Traiter du paritarisme, c'est embrasser une multitudes de sujets que le rapport n'esquive pas.
Mieux articuler démocratie sociale et démocratie politique
Parmi les sujets abordés, la place de la démocratie sociale dans notre système d'élaboration des normes et la délicate question de la frontière entre démocratie sociale et démocratie politique. "Il faut mieux articuler la démocratie sociale avec le Parlement, organiser ce dialogue. Beaucoup de problèmes auraient pu être évités si nous procédions ainsi", faisant ainsi référence aux nombreuses vicissitudes rencontrées par le projet de loi Travail.

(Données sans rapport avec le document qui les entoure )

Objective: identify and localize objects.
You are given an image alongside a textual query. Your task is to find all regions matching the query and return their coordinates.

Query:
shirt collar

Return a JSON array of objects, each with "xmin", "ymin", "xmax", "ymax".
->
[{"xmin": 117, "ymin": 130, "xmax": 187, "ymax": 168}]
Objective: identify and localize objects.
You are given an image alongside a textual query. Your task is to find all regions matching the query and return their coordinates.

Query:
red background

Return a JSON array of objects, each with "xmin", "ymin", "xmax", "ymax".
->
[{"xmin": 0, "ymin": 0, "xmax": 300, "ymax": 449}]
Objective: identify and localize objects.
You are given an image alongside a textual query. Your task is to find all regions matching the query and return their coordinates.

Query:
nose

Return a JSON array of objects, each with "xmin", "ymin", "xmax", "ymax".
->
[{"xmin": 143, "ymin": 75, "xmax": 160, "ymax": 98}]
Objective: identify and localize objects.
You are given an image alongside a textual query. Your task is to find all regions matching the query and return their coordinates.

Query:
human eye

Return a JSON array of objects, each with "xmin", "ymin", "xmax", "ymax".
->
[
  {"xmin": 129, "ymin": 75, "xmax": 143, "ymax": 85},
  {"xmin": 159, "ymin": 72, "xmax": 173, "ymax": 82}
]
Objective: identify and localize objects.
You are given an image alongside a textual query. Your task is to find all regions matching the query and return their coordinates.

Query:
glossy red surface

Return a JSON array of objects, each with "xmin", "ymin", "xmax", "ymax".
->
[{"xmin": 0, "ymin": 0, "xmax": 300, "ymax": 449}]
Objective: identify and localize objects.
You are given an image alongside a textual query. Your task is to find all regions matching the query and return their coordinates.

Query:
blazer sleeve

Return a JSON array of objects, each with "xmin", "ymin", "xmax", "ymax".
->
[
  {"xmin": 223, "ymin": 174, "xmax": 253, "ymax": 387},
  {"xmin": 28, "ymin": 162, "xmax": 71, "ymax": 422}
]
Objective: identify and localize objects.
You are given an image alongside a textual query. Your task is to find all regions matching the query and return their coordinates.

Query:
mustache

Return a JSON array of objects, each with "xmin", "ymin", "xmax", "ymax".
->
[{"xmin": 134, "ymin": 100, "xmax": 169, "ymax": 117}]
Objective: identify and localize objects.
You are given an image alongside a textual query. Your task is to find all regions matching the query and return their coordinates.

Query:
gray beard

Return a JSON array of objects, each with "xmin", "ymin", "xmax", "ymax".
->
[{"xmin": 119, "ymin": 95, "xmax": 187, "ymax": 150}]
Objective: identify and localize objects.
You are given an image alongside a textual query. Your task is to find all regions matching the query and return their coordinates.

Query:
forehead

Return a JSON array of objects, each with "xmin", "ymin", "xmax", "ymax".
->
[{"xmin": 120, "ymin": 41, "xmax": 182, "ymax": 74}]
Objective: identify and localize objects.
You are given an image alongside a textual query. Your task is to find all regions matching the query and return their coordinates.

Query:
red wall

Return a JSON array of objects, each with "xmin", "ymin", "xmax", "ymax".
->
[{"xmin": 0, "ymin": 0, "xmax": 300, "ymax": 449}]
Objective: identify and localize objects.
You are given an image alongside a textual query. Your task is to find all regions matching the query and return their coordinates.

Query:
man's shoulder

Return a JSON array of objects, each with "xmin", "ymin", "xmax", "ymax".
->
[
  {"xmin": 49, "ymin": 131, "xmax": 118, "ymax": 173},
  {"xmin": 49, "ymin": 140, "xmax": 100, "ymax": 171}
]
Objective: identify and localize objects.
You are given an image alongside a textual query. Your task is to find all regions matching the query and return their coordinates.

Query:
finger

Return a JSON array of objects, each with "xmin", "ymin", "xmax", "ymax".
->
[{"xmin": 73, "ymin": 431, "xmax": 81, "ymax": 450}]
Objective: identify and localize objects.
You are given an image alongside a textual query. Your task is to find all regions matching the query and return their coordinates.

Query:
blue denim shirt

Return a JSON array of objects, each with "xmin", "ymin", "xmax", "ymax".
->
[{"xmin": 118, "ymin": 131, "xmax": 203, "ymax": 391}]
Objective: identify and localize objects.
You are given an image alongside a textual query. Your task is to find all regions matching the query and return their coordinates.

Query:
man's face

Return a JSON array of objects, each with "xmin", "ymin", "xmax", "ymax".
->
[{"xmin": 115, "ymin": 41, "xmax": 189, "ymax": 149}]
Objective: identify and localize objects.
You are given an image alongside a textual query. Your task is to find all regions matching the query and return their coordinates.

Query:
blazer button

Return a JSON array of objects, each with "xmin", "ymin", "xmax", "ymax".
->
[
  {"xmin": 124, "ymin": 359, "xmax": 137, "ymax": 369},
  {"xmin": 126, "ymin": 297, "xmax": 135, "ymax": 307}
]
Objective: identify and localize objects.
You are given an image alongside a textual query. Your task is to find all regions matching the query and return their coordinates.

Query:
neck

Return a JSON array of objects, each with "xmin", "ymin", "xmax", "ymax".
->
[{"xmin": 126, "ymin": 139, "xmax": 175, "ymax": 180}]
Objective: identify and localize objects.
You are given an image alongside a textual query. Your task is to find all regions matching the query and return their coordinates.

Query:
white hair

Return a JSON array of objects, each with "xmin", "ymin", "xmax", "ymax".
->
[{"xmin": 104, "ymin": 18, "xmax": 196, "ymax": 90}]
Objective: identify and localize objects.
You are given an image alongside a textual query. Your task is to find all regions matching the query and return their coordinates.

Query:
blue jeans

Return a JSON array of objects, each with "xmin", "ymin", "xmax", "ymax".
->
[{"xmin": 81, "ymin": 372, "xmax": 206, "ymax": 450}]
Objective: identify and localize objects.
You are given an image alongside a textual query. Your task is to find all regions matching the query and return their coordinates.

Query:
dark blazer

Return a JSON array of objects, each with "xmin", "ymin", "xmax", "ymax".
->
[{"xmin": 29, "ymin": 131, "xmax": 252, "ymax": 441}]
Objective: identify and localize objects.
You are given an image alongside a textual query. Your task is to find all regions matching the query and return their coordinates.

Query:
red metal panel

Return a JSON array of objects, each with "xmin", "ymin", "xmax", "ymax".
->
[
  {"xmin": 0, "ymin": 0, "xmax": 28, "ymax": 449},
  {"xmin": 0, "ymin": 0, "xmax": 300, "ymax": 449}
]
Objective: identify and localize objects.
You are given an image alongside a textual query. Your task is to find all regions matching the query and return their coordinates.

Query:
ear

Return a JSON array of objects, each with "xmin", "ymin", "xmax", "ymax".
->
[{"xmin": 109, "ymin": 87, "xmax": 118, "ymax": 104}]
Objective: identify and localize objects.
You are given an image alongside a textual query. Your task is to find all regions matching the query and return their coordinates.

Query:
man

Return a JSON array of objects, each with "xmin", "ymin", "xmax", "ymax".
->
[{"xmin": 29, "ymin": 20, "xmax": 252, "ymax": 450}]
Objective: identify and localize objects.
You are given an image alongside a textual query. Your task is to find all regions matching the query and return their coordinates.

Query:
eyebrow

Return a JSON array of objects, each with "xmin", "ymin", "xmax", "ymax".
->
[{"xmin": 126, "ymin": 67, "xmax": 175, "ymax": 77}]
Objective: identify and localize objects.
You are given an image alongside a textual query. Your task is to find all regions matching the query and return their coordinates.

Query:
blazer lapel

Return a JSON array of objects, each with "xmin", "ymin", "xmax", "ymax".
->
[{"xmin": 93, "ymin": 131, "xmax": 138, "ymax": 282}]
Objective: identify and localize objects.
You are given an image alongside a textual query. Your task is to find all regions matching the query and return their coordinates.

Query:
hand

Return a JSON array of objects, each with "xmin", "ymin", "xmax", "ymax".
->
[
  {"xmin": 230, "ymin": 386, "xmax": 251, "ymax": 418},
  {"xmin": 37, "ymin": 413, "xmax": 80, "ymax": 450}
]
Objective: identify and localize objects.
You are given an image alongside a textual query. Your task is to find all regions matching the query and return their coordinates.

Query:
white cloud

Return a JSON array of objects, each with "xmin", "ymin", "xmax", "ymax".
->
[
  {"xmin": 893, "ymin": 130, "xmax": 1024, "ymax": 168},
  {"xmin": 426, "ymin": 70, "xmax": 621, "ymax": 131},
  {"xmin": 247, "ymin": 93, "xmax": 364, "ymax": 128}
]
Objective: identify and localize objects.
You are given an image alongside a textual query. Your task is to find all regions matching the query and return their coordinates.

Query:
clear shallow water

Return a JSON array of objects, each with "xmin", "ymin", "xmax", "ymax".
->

Pour y remédier, Jean-Marc Germain propose de "parachever l'article 1 du code du travail" en créant un Haut Conseil de la Négociation Collective et du Paritarisme (HCNCP), "véritable Chambre Haute sociale" au sein duquel se dérouleraient les négociations interprofessionnelles sur saisine de l’État, du Parlement ou par autosaisine", explique le rapport. "Les projets et propositions de loi concernant le droit du travail feraient l’objet d’une concertation étroite entre les deux chambres du Parlement et le Haut conseil, tout au long de la procédure parlementaire, qui pourrait prendre la forme d’auditions réciproques entre les commissions concernées du Haut conseil et les commissions du Parlement saisies de ces projets ou propositions".
Ce Haut Conseil comprendrait quatre commissions permanentes : 1) Protection sociale et vie quotidienne (retraites complémentaires, prévoyance, logement,...), 2) Sécurité sociale professionnelle (emploi, chômage, formation, santé et qualité de vie au travail,...), 3) Nouvelle économie (numérique, plateformes collaboratives, écologie,...) et 4) Contrôle et évaluation (contrôle, évaluation, recherche, formation des acteurs, financement du paritarisme,...).
Sa mission serait triple :
- Etablir la liste de tous les thèmes relevant du champ de la négociation nationale et interprofessionnelle pour lesquels une négociation pourrait être ouverte et définir un calendrier prévisionnel de négociation, lorsqu’un thème a été inscrit sur la liste ;
- Se prononcer formellement sur l’opportunité d’ouvrir une négociation nationale et interprofessionnelle lorsque le gouvernement formulerait une demande en ce sens ;
- Entretenir avec le Parlement une "navette" consultative pour l’analyse des textes (projets ou propositions de loi) concernant le droit du travail.
Le conseil pourrait être hébergé au sein du Conseil économique, social et environnemental, ce qui rejoint l'idée récurrente d'organiser les négociations interprofessionnelles au CESE et non plus au Medef.
Jean-Marc Germain avait déposé, en première lecture à l'Assemblée nationale, un amendement sur la création d'un tel conseil, non examiné avec le recours à l'article 49.3 ; un nouvel amendement pourrait être déposé en nouvelle lecture.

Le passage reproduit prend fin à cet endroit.